Yoga helps relieve migraine symptoms and prevent attacks, especially when stress is a trigger. Yoga reduces stress through relaxation, breath control, and moderate movement, which can help migraines.
Deep, controlled breathing exercises like diaphragmatic or abdominal breathing can help calm the body. Stress can be reduced and migraines prevented.
One-nasal breathing promotes nervous system equilibrium in this pranayama practice. Nadi Shodhana helps reduce stress and soothe the mind, preventing migraines.
Gentle yoga poses that stretch and relax help reduce stress and muscle tightness. Child's Pose (Balasana), Legs Up the Wall (Viparita Karani), and Corpse Pose (Savasana) can reduce tension in yoga.
Mindfulness meditation centers on the present without judgment.
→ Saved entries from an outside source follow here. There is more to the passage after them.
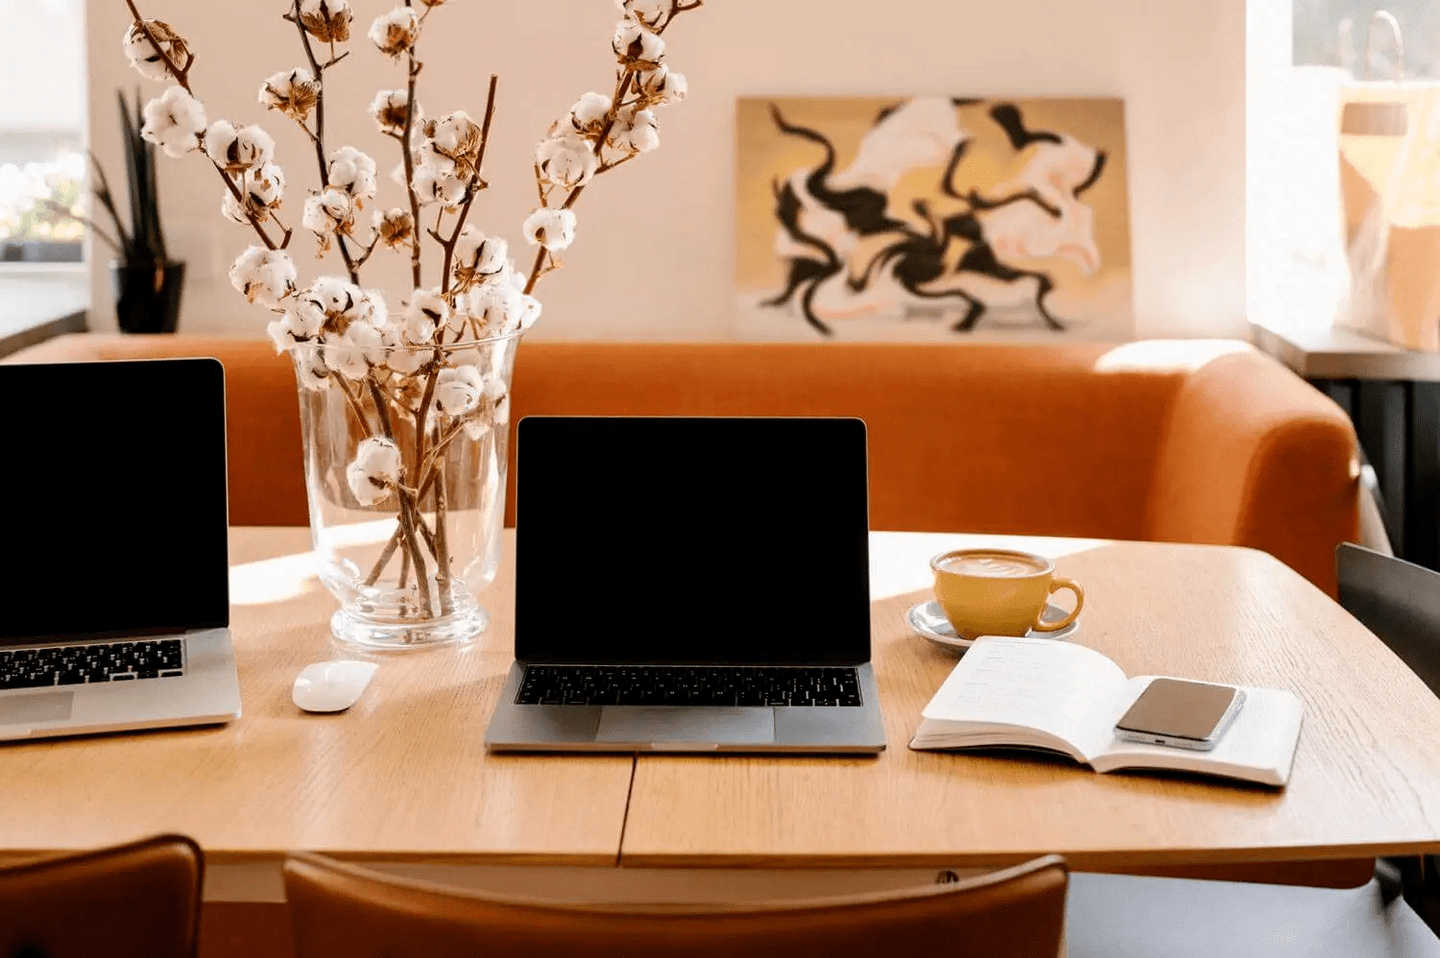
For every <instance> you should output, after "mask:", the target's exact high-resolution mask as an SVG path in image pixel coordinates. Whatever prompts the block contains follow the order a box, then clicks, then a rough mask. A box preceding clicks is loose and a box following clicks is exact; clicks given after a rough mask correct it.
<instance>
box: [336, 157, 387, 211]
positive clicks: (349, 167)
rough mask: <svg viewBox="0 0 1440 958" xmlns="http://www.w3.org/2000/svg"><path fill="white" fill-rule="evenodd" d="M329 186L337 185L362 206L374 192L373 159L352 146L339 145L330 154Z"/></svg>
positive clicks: (339, 187)
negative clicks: (337, 149)
mask: <svg viewBox="0 0 1440 958" xmlns="http://www.w3.org/2000/svg"><path fill="white" fill-rule="evenodd" d="M330 186H334V187H338V189H341V190H344V192H346V193H348V194H350V196H351V199H354V200H356V205H357V206H363V205H364V202H366V200H373V199H374V194H376V189H377V187H376V182H374V160H372V158H370V157H369V156H366V154H364V153H361V151H360V150H356V148H354V147H340V148H338V150H336V151H334V153H331V154H330Z"/></svg>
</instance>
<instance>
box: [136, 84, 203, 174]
mask: <svg viewBox="0 0 1440 958" xmlns="http://www.w3.org/2000/svg"><path fill="white" fill-rule="evenodd" d="M143 117H144V125H143V127H141V130H140V135H141V137H143V138H145V140H148V141H150V143H154V144H156V146H158V147H160V148H161V150H164V151H166V156H171V157H183V156H184V154H187V153H190V151H193V150H199V148H200V134H202V133H204V105H203V104H202V102H200V101H199V99H196V98H194V97H192V95H190V94H187V92H184V89H183V88H180V86H168V88H166V91H164V92H163V94H160V95H158V97H156V98H154V99H151V101H150V102H148V104H145V108H144V111H143Z"/></svg>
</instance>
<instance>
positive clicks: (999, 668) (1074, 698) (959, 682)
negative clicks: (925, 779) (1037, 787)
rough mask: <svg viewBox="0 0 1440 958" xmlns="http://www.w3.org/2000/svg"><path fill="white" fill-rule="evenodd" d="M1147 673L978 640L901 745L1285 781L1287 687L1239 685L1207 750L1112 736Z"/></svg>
mask: <svg viewBox="0 0 1440 958" xmlns="http://www.w3.org/2000/svg"><path fill="white" fill-rule="evenodd" d="M1152 677H1153V676H1136V677H1135V679H1128V677H1126V676H1125V673H1123V671H1120V667H1119V666H1116V664H1115V663H1113V661H1110V660H1109V658H1106V657H1104V655H1102V654H1100V653H1097V651H1094V650H1093V648H1086V647H1084V645H1074V644H1071V643H1058V641H1054V640H1048V638H999V637H986V638H981V640H979V641H976V643H975V645H973V647H971V650H969V651H966V653H965V657H963V658H962V660H960V663H959V664H958V666H956V667H955V671H952V673H950V676H949V679H946V680H945V684H942V686H940V690H939V691H936V693H935V697H933V699H930V704H927V706H926V707H924V712H923V716H924V720H923V722H922V723H920V728H919V729H917V730H916V733H914V738H913V739H912V740H910V748H912V749H963V748H1037V749H1047V751H1054V752H1061V753H1064V755H1068V756H1070V758H1073V759H1076V761H1077V762H1084V764H1087V765H1090V766H1092V768H1093V769H1094V771H1097V772H1112V771H1115V769H1119V768H1153V769H1175V771H1185V772H1198V774H1204V775H1221V776H1227V778H1241V779H1247V781H1253V782H1260V784H1264V785H1276V787H1280V785H1284V784H1286V781H1287V779H1289V778H1290V765H1292V764H1293V761H1295V746H1296V743H1297V742H1299V738H1300V700H1299V699H1296V697H1295V696H1293V694H1292V693H1289V691H1283V690H1279V689H1253V687H1248V686H1243V687H1244V690H1246V702H1244V706H1243V707H1241V709H1240V715H1238V716H1237V717H1236V722H1234V725H1231V726H1230V729H1228V730H1227V732H1225V733H1224V735H1223V736H1221V739H1220V742H1218V743H1217V745H1215V748H1214V749H1211V751H1208V752H1198V751H1191V749H1181V748H1171V746H1164V745H1143V743H1139V742H1126V740H1123V739H1119V738H1116V735H1115V722H1116V719H1119V717H1120V716H1122V715H1125V710H1126V709H1129V707H1130V704H1132V703H1133V702H1135V700H1136V699H1138V697H1139V694H1140V691H1143V690H1145V686H1146V684H1148V683H1149V680H1151V679H1152Z"/></svg>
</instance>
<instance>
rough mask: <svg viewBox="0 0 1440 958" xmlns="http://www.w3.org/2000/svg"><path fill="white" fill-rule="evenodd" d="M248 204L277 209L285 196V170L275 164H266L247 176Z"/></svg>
mask: <svg viewBox="0 0 1440 958" xmlns="http://www.w3.org/2000/svg"><path fill="white" fill-rule="evenodd" d="M240 192H242V193H245V200H246V203H252V205H253V206H258V207H264V209H275V207H276V206H279V202H281V199H284V196H285V170H284V169H281V167H279V166H278V164H275V163H265V164H262V166H261V167H258V169H255V170H251V171H249V173H246V174H245V186H243V187H242V190H240Z"/></svg>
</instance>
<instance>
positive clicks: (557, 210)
mask: <svg viewBox="0 0 1440 958" xmlns="http://www.w3.org/2000/svg"><path fill="white" fill-rule="evenodd" d="M523 229H524V233H526V239H528V241H530V242H531V243H537V245H540V246H544V248H546V249H549V251H550V252H559V251H562V249H564V248H567V246H569V245H570V243H572V242H575V210H569V209H554V207H552V206H541V207H540V209H537V210H536V212H533V213H530V216H527V218H526V222H524V228H523Z"/></svg>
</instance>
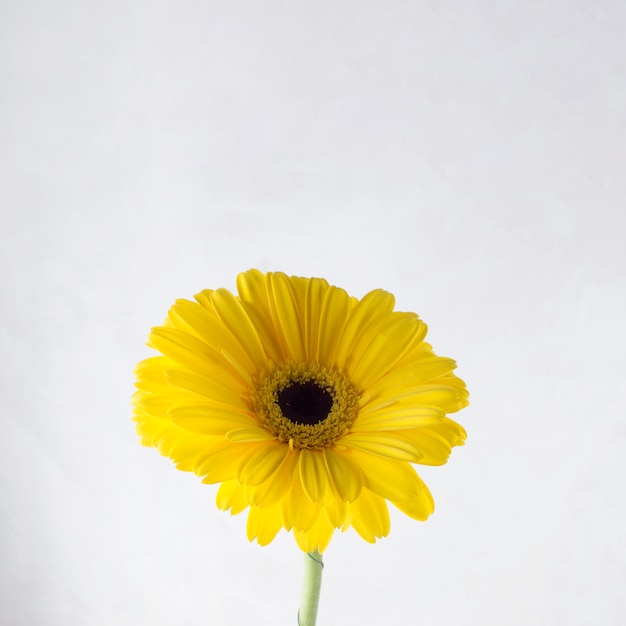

Stress management and migraine reduction can be achieved by regular meditation.
Yoga Nidra is guided relaxation that causes deep relaxation with full consciousness. It can reduce stress and improve well-being.
Migraines often result from neck and shoulder tension. Gentle neck and shoulder stretches and attentive movement can relieve tension and avoid migraines.
Yoga for migraine prevention should be done slowly, especially during a migraine episode or acute symptoms. Migraine sufferers should visit their doctors before starting a yoga exercise and adjust it to their needs and comfort levels.